Chemical structure of marijuana

Cannabis is a natural product, the main psychoactive constituent of which is tetrahydrocannabinol (Δ⁹-THC). The cannabis plant (Cannabis sativa L.) is broadly distributed and grows in temperate and tropical areas. Together with tobacco, alcohol and caffeine, it is one of the most widely consumed drugs throughout the world, and has been used as a drug and a source of fibre since historical times. Herbal cannabis consists of the dried flowering tops and leaves. Cannabis resin is a compressed solid made from the resinous parts of the plant, and cannabis (hash) oil is a solvent extract of cannabis. Cannabis is almost always smoked, often mixed with tobacco. Almost all consumption of herbal cannabis and resin is of illicit material.
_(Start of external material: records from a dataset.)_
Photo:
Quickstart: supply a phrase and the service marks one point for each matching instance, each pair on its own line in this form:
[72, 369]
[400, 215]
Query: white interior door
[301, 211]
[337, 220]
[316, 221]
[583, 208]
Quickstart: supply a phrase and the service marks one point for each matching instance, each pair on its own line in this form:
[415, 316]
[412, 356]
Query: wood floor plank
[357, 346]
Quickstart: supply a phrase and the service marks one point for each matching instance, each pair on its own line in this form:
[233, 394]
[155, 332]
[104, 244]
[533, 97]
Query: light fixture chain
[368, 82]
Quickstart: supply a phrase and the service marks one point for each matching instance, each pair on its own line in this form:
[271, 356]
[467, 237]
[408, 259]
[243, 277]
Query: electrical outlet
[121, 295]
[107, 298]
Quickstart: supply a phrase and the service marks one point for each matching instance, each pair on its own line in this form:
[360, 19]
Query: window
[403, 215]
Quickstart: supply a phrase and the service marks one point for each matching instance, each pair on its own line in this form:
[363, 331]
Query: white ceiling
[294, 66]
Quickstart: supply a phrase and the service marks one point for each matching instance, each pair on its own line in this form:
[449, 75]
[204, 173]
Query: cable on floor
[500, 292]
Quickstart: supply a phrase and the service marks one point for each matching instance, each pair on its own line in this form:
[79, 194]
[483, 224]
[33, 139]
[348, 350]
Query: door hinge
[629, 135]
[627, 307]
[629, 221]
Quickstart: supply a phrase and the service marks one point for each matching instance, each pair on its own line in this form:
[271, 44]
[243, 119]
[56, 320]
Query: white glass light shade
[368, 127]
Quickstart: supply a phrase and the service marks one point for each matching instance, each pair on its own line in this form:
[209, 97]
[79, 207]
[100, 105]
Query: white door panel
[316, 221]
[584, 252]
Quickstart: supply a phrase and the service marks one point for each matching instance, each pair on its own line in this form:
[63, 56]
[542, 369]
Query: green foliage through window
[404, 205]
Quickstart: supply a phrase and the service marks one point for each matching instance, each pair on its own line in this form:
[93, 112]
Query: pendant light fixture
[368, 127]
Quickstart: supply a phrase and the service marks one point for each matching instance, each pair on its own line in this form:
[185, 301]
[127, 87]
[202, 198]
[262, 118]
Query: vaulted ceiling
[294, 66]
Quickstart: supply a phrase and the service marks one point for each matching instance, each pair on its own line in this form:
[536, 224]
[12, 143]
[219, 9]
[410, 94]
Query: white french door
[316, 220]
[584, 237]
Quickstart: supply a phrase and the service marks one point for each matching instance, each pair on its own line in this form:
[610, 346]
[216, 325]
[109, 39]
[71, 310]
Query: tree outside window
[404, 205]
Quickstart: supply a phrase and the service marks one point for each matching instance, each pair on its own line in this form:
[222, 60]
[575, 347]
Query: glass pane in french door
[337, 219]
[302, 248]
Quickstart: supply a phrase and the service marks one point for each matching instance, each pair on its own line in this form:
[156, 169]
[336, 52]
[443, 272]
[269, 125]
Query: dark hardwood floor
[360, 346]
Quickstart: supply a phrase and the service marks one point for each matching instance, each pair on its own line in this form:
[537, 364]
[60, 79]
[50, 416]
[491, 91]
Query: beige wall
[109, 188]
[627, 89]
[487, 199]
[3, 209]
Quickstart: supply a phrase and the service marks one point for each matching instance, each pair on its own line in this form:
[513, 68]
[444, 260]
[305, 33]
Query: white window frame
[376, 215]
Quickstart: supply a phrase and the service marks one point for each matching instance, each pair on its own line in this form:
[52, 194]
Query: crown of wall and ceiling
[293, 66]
Some therapeutic benefit as an analgesic has been claimed for cannabis, and dronabinol is a licensed medicine in some countries for the treatment of nausea in cancer chemotherapy. Cannabis products and Δ⁹-THC are under international control.

Chemistry

The major active principle in all cannabis products is Δ⁹– tetrahydrocannabinol (Δ⁹-THC or simply THC), also known by its International Non-Proprietary Name (INN) as dronabinol. The unsaturated bond in the cyclohexene ring is located between C-9 and C-10 in the more common dibenzopyran ring numbering system. There are four stereoisomers of THC, but only the (–)-trans isomer occurs naturally (CAS-1972-08-03). The fully systematic name for this THC isomer is (−)-(6aR,10aR)-6,6,9-trimethyl-3-pentyl- 6a,7,8,10a-tetrahydro-6H-benzo[c]chromen-1-ol. Two related substances, Δ⁹– tetrahydrocannabinol-2-oic acid and Δ⁹-tetrahydrocannabinol-4-oic acid (THCA), are also present in cannabis, sometimes in large amounts. During smoking, THCA is partly converted to THC. The active isomer Δ⁸-THC, in which the unsaturated bond in the cyclohexene ring is located between C-8 and C-9, is found in much smaller amounts.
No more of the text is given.